Sunday, February 25, 2018

Habermas in "le Monde"

In "Le Monde"'s book section (February 23, 2018) Habermas summarizes his thoughts on four topics: "Intellectual", "Europe", "religion" and "philosophy": 

"Philosophie pour aujourd’hui"



Habermas on "religion":

Nous devrions nous réserver la possibilité de traduire des contenus sémantiques enfouis issus de traditions religieuses, dès lors que ceux-ci peuvent élargir l’horizon conceptuel de notre discours public et de nos sensibilités tourneboulées. Des concepts philosophiques, pourtant lourdement chargés, tels que “puissance de la volonté”, “autonomie”, “loi”, “individualité”, “conscience”, “crise”, “historicité” et “émancipation” ont fait leur chemin jusqu’à notre vocabulaire courant. Mais, à l’aune de l’histoire des concepts, plusieurs siècles de travail philosophique constant se sont révélés indispensables à l’importation d’intuitions à connotations religieuses dans l’espace universellement accessible des fondements rationnels. Si nous pensons à des auteurs comme Levinas ou Derrida, l’osmose sémantique qui a dominé les échanges entre philosophie et religion n’a pas encore complètement cessé.

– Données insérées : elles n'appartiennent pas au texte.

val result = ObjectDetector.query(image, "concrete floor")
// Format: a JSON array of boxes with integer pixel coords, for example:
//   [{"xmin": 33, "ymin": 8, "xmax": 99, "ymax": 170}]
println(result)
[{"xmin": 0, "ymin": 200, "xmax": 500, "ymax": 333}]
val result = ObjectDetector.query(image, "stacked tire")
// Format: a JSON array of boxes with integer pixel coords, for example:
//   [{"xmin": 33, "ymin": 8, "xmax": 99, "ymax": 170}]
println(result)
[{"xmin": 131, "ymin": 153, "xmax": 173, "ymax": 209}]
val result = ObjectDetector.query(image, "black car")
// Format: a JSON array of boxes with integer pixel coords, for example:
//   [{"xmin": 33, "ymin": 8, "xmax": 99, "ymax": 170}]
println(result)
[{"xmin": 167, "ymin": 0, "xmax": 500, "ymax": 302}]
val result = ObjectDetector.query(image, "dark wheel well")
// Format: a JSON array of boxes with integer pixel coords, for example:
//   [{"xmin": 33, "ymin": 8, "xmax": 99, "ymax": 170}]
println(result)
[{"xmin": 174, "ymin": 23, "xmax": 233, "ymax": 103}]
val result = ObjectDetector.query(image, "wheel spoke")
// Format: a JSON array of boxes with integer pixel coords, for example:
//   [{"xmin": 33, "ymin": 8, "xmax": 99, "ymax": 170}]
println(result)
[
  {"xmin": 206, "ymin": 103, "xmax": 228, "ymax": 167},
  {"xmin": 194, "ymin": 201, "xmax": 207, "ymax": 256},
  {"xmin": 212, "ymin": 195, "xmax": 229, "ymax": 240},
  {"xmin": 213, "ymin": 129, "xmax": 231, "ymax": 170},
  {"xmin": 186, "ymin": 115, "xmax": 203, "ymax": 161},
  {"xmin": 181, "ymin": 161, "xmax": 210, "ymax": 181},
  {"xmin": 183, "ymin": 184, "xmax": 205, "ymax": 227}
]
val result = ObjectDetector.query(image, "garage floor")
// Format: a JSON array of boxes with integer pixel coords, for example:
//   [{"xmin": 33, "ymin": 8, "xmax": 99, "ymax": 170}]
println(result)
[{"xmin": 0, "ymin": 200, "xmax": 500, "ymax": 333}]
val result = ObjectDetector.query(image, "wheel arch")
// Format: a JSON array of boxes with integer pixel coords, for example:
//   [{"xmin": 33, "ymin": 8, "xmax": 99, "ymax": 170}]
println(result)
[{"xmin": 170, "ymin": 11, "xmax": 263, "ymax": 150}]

Cette élaboration discursive d’intuitions enfouies ne met nullement en cause l’athéisme méthodologique que pratiquent les philosophes occidentaux depuis Hobbes et Spinoza. La morale fondée sur la raison tient sur son propre socle et n’a nul besoin de soutien religieux. Le problème tient plutôt à la disparition de la solidarité. Il est légitime que la morale rationnelle adresse ses prescriptions, ayant en vue l’individu. Du coup, le surgissement d’une action solidaire, porteuse par exemple d’un mouvement social, devient tributaire de la coïncidence et de la focalisation improbables de décisions émanant de consciences individuelles dispersées.

Autrement dit, elle a autant de chance de se produire qu’un chameau de passer par le chas d’une aiguille ! Je constate la tendance actuelle à la dissolution de la solidarité, qui accompagne directement la colonisation de notre monde vécu par les impératifs d’une conduite dont la rationalité est celle du marché. La marchandisation invasive des relations sociales, privilégiant un type de comportement conforme à une rationalité instrumentale et égoïste, mine la puissance abstraite des normes universelles et émousse notre capacité de réagir à des situations normativement intolérables. A l’inverse, les communautés religieuses puisent, à travers le culte, aux sources mêmes de la solidarité.

Certes, vu la nature particulariste des dogmes et des croyances, ces énergies peuvent dérailler et se tourner vers l’extérieur avec une violence explosive dirigée contre les autres confessions. Mais n’est-ce pas justement une raison supplémentaire pour rappeler la longue relation que la philosophie a entretenue avec ces sources religieuses qu’elle a cherché à rationaliser ? Tant que la religion demeure une forme actuelle de l’esprit, elle représente un aiguillon planté dans la chair de la modernité. Celle-ci ne doit pas perdre de sa tonicité, de sa vigueur à transcender ce qui existe ; ce qui est en mesure d’engendrer du véritable nouveau est cette faculté d’une “transcendance” qui, venant de l’intérieur de notre monde, et non plus du ciel, s’efforce de le dépasser. La nouveauté des mutations technologiques, elle, est vite dépassée.